Comme dans le reste de la capitale, les prix de l'immobilier ont encore augmenté dans le 9e ce trimestre.  ©AdrienPalluet/D9
Comme dans le reste de la capitale, les prix de l'immobilier ont encore augmenté dans le 9e ce trimestre. ©AdrienPalluet/D9
«Un quartier branché» c’est ainsi qu’un membre de l’agence ERA immobilier décrit le 9e arrondissement. Et c’est bien ce côté «branché» qui explique la forte demande d’achat de biens immobiliers dans l’arrondissement. Couplée à une offre de logements neufs assez faible, les prix grimpent pour atteindre aujourd’hui des sommes comprises entre 9 000 et 10 700 euros au mètre carré.

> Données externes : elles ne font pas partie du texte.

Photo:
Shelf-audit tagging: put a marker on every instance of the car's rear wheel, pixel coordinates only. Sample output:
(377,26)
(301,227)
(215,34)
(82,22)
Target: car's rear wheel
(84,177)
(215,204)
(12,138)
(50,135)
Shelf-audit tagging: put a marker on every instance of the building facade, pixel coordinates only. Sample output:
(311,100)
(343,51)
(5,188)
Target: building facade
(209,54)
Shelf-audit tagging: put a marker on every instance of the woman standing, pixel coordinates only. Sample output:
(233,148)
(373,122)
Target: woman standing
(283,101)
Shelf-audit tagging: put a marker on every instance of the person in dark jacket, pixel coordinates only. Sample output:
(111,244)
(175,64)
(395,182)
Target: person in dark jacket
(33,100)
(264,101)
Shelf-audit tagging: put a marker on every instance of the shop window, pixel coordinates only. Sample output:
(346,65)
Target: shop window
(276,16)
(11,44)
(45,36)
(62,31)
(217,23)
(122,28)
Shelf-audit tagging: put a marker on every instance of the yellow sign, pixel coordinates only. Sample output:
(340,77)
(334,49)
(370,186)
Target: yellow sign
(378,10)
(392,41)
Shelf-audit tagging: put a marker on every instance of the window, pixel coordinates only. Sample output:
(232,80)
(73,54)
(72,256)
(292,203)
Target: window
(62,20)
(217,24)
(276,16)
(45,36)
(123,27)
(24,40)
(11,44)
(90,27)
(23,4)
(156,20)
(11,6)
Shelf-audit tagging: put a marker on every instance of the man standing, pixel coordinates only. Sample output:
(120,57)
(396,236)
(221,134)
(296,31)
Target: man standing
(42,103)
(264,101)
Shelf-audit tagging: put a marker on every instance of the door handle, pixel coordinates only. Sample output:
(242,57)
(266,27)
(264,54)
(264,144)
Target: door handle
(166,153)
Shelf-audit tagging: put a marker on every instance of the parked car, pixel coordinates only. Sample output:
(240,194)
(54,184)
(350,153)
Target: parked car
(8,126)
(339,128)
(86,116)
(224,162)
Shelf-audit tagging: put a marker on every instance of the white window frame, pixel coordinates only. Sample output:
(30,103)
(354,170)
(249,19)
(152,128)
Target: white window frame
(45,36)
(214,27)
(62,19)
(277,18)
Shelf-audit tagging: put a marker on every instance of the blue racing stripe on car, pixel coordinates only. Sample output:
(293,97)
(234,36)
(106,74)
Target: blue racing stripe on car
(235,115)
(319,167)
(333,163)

Autre explication de l’agent, les «taux d’intérêts sont bas en ce moment, autour de 1.40%, ce qui pousse les gens à investir.» Cependant, il faut distinguer les petites surfaces (autour de 30 mètre carré) qui subissent une forte hausse, d’environ 10%, et les plus grandes surfaces dont les prix restent stables. Une hausse bien supérieure au reste de Paris puisque selon l’INSEE, la hausse moyenne des prix de l’immobilier dans la capitale lors du deuxième trimestre 2017 était de 6.6%.

Les bureaux ne sont pas épargnés

Et comme le confirme Stéphane Lemessier, salarié de l’agence Gestion et Transactions de France, «ce sont les catégories CSP ++ qui achètent ou bien les classes moyennes qui osent cette année prendre le risque d’’utiliser leur épargne pour acquérir ces biens». Mais plus étonnant, «près de la moitié des achats se font sans emprunt », explique-t-il.

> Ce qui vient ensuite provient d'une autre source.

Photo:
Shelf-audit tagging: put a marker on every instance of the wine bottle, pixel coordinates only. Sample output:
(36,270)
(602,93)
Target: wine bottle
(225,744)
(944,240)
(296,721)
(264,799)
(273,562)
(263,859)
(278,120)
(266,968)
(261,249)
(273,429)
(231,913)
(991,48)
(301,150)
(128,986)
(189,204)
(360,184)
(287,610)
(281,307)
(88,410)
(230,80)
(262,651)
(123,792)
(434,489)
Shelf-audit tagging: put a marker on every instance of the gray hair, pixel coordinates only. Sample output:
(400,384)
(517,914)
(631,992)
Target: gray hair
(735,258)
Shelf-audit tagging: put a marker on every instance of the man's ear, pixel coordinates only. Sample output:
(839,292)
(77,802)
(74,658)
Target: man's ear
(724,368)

La même augmentation s’applique aux prix de l’immobilier de bureau qui atteint les 10 000 euros au mètre carré lors du deuxième trimestre 2017. Conséquence, le marché de l’immobilier de bureau est un peu saturé, toujours selon Stéphane Lemessier. Cependant, les prix de ces biens sont moins affectés par la hausse. En effet, il y a plus de construction de neuf pour l’immobilier de bureau que pour les logements.

Des hausses et des risques

Le 9e est un quartier « branché », ce qui explique la forte demande d’achat de biens immobiliers dans l’arrondissement.  ©AdrienPalluet/D9
Le 9e est un quartier « branché », ce qui explique la forte demande d’achat de biens immobiliers dans l’arrondissement. ©AdrienPalluet/D9
Ces hausses de prix au mètre carré impactent aussi les loyers. Les propriétaires peuvent répercuter cette hausse exponentielle sur les loyers qu’ils pratiquent et ainsi réorienter leur clientèle.

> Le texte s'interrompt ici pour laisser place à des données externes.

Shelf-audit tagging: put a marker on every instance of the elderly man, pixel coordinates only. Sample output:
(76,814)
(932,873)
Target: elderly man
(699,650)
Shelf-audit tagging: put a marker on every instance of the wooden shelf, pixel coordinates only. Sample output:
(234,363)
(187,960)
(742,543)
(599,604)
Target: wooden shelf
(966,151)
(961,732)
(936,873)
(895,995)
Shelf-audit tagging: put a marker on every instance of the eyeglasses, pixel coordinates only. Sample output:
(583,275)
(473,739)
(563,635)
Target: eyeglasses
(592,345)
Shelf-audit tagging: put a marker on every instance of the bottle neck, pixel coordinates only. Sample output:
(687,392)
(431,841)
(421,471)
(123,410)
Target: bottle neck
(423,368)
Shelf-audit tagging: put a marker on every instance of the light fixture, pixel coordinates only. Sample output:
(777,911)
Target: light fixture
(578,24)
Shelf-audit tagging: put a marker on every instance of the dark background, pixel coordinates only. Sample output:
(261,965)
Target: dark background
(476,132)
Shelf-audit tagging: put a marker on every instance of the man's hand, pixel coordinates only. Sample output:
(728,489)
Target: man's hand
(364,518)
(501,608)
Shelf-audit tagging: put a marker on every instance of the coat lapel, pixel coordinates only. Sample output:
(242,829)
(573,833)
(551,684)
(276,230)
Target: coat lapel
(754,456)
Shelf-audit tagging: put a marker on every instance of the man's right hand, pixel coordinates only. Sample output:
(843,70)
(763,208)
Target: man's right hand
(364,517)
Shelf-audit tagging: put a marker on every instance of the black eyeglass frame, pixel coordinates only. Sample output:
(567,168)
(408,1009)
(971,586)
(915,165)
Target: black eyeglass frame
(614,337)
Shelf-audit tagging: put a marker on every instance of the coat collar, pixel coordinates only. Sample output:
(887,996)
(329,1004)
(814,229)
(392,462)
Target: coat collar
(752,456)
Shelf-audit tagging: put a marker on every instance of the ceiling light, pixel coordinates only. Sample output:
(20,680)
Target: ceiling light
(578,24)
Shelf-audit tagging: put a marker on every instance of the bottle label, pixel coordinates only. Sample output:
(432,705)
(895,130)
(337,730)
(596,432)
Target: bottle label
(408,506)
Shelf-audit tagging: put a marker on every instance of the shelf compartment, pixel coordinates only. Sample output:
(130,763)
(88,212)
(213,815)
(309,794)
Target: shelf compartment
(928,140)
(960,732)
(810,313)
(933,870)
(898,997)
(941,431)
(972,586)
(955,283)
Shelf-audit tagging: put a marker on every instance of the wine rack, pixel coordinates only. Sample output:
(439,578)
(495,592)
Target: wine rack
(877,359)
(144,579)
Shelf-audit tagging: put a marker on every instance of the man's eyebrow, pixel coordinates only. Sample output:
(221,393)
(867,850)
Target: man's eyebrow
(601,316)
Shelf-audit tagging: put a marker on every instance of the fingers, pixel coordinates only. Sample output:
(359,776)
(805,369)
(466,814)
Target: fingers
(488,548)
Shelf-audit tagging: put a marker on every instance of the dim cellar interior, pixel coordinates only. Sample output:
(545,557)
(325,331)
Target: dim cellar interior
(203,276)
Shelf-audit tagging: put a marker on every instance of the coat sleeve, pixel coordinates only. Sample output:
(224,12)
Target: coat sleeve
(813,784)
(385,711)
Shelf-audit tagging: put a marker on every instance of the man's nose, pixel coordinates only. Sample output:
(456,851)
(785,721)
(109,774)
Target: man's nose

Mais une ombre plane au-dessus de ce marché : «on commence à en parler et ça n’engage que moi mais il y a un risque de bulle immobilière» déclare Stéphane Lemessier. «Les banques rouvrent les vannes, la consommation est présente, les taux d’intérêt sont bas et s’ils n’augmentent pas alors que les prix continuent de grimper, il peut y avoir un risque de bulle.» Un constat qui pourrait poser un problème pour la dette des ménages et fragiliser le retour de la croissance dans le pays. En espérant que ce ne soit qu’un épisode nuageux.